"患者中心ではない" その真の意味は?
「医療は特殊ではない」。今年創立70周年を迎えた練馬総合病院の経営が瀬戸際だった1991年、飯田修平氏は院長に指名された。突然のことだったが「やると決めたら徹底的に勉強した」。気づいたのは、病院も一般企業も基本は同じ。突き詰めるべきは「品質管理」だった。
―院長就任はまさに青天のへきれき。
外科のトップとして本格的なチームづくりに着手し始めた矢先のことでした。決心したら、グズグズせずに新しいことに取り組もうと思いました。
規模が大きくて医療の質も高い。そんな病院なら経営のヒントが得られるだろうと、さまざまな院長と会いました。それぞれ部分的にはいい点がありましたが、総合的にまねようと思える病院はありませんでした。それなら「自分で勉強するしかない」と開き直ったのです。
私が共感できたのは、一般企業の経営者が書いた本や、彼らの話でした。そうして行き当たったのが「品質管理」という視点。
外科医として追求してきた医療の質の向上、チーム医療の推進は、すなわち組織づくりであり、経営そのものであることが分かりました。母校の慶應義塾大学外科学教室でのトレーニングや、チーフレジデントとして病棟の運営を経験できたことが、今の病院経営に役立っています。経営は門外漢だと思っていたら、実は本質的な部分は変わらないのです。
医療は特徴はあるが、特殊ではありません。講演や講義の機会があれば、私はアンケートを実施します。「医療の質とは何か」「医療は特殊か」「品質管理とは」―。

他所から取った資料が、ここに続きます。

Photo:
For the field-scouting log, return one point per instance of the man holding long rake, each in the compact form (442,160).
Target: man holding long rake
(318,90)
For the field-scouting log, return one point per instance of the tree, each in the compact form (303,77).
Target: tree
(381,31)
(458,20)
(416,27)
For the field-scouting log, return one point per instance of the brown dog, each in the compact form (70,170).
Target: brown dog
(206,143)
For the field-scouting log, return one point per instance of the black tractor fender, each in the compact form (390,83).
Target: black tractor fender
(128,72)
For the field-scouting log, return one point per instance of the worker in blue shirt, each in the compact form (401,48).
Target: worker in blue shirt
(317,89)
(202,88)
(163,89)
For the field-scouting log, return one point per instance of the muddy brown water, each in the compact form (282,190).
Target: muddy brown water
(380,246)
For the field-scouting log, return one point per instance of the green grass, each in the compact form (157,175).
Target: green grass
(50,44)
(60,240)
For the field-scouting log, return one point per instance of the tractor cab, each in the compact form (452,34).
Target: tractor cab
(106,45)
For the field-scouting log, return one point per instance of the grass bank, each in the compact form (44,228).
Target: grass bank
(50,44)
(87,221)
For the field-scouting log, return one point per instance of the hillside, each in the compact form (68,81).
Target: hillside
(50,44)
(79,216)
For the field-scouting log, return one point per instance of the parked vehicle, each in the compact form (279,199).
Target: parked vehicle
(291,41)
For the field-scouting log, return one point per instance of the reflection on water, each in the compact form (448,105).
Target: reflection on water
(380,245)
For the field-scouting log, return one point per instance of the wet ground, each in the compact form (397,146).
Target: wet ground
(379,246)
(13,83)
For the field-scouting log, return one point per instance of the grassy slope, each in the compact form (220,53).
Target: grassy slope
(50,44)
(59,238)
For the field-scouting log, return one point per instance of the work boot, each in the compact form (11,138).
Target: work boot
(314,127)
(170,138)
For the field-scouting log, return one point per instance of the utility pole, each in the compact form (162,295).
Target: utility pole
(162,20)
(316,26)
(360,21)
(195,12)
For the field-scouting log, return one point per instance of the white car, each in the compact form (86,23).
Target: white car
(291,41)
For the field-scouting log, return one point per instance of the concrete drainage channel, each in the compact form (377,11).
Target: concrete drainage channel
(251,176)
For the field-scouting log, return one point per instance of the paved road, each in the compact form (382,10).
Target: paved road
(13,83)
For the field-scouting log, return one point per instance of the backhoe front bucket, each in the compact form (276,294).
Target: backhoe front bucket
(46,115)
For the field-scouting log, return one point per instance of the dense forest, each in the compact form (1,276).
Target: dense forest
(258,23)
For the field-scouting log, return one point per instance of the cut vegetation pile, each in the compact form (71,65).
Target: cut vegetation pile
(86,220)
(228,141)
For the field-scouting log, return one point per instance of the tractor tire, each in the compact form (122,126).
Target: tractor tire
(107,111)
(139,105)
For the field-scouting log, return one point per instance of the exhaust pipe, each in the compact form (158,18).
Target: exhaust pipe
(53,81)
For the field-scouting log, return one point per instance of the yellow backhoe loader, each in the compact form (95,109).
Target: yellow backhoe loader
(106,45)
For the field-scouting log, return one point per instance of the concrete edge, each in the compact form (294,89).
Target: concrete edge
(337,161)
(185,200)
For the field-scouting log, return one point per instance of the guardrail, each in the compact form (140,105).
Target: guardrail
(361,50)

回答を読むと私の考えに近い人が増えてきたと感じますし、「利益を求める一般企業と医療を同列には語れない」「命を預かるのだから他とは違う」という声もあります。でも、人の命を預かる職種は医療以外にもあるでしょう? なかなか面白いです。
― JSQC(日本品質管理学会)副会長も務めた。
病院の外で本音の議論を交わしていく中で、相談したり、協力し合えたりする仲間が増えていった。本気で品質管理を突き詰めようとした結果だと思います。
1996年から、当院では「MQI(Medical Quality Improvement)」と名付けた活動を継続。多職種によるチームが複数エントリーして経営理念の徹底と展開、意識改革、価値観の転換などに取り組み、TQМ(Total Quality Management:総合的質経営)の実践を目指しています。
例えば今年度の目標は「目的思考―業務の目的を理解する―」です。しかしテーマを理解して、常に「何のためにやっているのか」を意識するのは難しい。
だからこそMQIは業務の一環として位置付けています。課外活動ではありません。医師の参加は義務ではないが、エントリーするには「少なくとも1人の医師」がいることが条件。
そして、組織は「できるだけかき回す」ことが重要だと思います。いつも同じメンバーが集まるQC(Quality Control)活動を続けても、「うまくいって当たり前」ですから。
―理念に込めた意味を教えてください。
当院の経営理念は「職員が働きたい、働いて良かった。患者さんがかかりたい、かかって良かった。地域があって欲しい、あるので安心と言える医療を提供する」です。
順番に疑問をもつ方が多いのです。「なぜ患者が最初ではないのか?患者が中心ではないのか?」と。
職員は「自分中心」を心がけてほしい。それは自分を一番大事にという意味ではありません。組織の目的や患者の要望に沿った医療を提供する責任を、自分が中心となって果たす。そうして初めて患者が「良かった」と感じ、地域に貢献できる。だから「患者第一」とは掲げていないのです。